All slides were imaged using the identical imaging conditions with a Zeiss Spinning Disc Axio Observer Z1. To promote unbiased image selection, a 10x overview of the beta-III-tubulin signal of anterior horn of the spinal cord was taken and using the tiles setup, regions containing MNs were selected and subsequently imaged with a Plan-Apochromat 63x oil magnification objective and 23x0.5um z-stacks. Using Zen software, the tiles were conjoined, and a maximum intensity projection was computed and converted to a TIFF which was used for further analysis. Imaging was performed blinded manually on a single-MN level in Fiji [58]. Only MNs with a visible nucleus as determined by DAPI were analyzed. The mean fluorescent intensity (MFI) of NOVA1 and beta-III-tubulin was measured in the nucleus, soma and lipofuscin areas in each neuron. An area was considered as lipofuscin when the typical autofluorescence pattern was observed in all channels. Additionally, the area of the three locations of interest was measured and the lipofuscin-free cytoplasmic area was calculated by subtracting the nuclear and lipofuscin areas from the soma area. The MFI of the cytoplasm was then calculated as followed: MFIcytoplasm = ((MFIsomaxareasoma) − (MFInucleusxareanucleus) − (MFIlipofuscinxarealipofuscin))/areacytoplasm. Qualitatively, each MN was assessed for TDP-43 pathology, specifically if there is a loss in nuclear TDP-43 and whether there is cytoplasmic TDP-43 aggregation present and if the aggregation is dot-like or skein-like/Lewy-body-like.

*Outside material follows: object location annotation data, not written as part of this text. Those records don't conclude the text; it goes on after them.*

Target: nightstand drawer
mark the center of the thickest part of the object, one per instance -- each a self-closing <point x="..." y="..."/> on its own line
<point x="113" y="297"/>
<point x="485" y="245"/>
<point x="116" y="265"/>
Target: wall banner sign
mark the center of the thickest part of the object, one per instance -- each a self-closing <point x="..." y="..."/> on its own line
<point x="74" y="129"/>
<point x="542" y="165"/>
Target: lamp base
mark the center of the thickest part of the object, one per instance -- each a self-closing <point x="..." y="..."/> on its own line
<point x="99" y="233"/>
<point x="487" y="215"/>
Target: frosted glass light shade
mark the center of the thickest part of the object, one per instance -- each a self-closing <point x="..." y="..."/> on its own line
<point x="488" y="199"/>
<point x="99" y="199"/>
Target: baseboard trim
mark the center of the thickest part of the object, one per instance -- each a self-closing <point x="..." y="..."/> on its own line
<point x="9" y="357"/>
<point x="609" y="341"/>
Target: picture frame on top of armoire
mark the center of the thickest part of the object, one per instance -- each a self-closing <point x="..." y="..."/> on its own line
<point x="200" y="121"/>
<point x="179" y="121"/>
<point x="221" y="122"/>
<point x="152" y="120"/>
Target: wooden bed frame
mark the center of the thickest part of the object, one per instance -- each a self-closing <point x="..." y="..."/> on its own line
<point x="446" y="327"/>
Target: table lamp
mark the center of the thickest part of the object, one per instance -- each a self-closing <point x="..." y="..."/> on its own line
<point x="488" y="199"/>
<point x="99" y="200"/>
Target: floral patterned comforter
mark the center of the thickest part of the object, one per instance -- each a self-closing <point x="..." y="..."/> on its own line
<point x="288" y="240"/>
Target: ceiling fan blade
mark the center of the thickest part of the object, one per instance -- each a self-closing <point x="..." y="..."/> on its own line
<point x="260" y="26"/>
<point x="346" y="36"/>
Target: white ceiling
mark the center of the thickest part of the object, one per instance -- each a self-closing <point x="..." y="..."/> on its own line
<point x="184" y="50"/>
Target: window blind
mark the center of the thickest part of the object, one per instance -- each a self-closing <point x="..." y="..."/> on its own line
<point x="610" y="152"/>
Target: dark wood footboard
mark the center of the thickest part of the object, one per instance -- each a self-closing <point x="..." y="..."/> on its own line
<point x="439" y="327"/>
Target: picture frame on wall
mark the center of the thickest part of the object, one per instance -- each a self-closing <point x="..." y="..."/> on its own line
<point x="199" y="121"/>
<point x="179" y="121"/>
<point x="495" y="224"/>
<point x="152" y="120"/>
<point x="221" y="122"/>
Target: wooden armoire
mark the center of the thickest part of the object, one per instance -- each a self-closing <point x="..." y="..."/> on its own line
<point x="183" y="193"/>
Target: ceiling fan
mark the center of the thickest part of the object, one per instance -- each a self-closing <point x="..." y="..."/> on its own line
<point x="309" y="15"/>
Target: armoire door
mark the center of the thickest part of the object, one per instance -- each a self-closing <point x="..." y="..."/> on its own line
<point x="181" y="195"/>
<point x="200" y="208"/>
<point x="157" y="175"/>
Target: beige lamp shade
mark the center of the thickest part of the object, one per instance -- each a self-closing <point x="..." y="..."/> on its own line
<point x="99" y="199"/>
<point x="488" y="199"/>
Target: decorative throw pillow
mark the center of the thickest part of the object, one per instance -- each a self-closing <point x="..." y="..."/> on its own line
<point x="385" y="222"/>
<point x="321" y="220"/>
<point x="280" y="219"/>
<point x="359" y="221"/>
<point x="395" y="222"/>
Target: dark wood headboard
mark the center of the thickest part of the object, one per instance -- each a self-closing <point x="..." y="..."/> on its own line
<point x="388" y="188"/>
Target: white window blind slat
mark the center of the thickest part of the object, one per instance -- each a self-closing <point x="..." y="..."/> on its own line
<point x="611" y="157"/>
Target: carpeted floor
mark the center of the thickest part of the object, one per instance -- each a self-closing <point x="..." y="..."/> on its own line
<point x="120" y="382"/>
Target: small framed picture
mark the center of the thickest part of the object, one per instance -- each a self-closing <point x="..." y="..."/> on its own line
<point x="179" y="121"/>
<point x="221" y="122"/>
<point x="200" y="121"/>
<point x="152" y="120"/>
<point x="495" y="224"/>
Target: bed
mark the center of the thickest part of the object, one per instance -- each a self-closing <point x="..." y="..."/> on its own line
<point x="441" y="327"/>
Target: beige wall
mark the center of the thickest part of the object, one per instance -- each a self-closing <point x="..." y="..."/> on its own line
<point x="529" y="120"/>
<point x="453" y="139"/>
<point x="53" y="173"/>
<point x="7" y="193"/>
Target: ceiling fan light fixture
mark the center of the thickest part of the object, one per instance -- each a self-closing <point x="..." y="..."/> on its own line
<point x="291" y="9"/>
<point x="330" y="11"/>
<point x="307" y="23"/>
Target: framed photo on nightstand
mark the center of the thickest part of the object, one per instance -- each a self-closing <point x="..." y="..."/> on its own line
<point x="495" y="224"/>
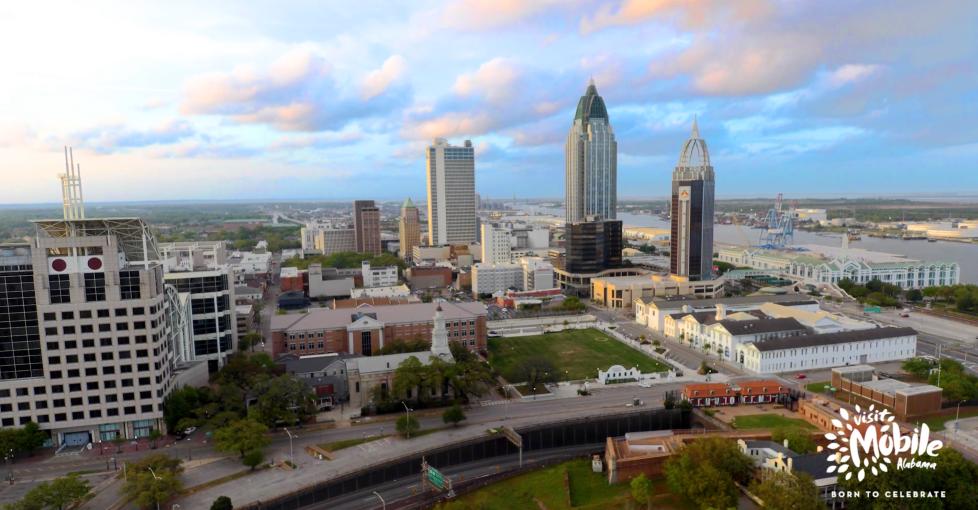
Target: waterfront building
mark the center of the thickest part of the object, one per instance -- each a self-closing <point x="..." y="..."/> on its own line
<point x="409" y="229"/>
<point x="691" y="242"/>
<point x="590" y="162"/>
<point x="451" y="193"/>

Analysis of the data was performed in Python 3. Only MNs with an areasoma > 1000µm2 were considered. For the analysis between MNs within a sALS patients, the raw MFI was used and MFIs in MNs with nuclear TDP-43 and loss of nuclear TDP-43 within a single patient were considered as matched values. To compare MNs from different individuals with each other, the MFI of NOVA1 and TDP-43 were normalized to the beta-III-tubulin MFI of the lipofuscin-free soma area, with the aim to reduce inter-individual variability due to technical differences such as postmortem interval, variability within fixation procedure and storage time of the tissue.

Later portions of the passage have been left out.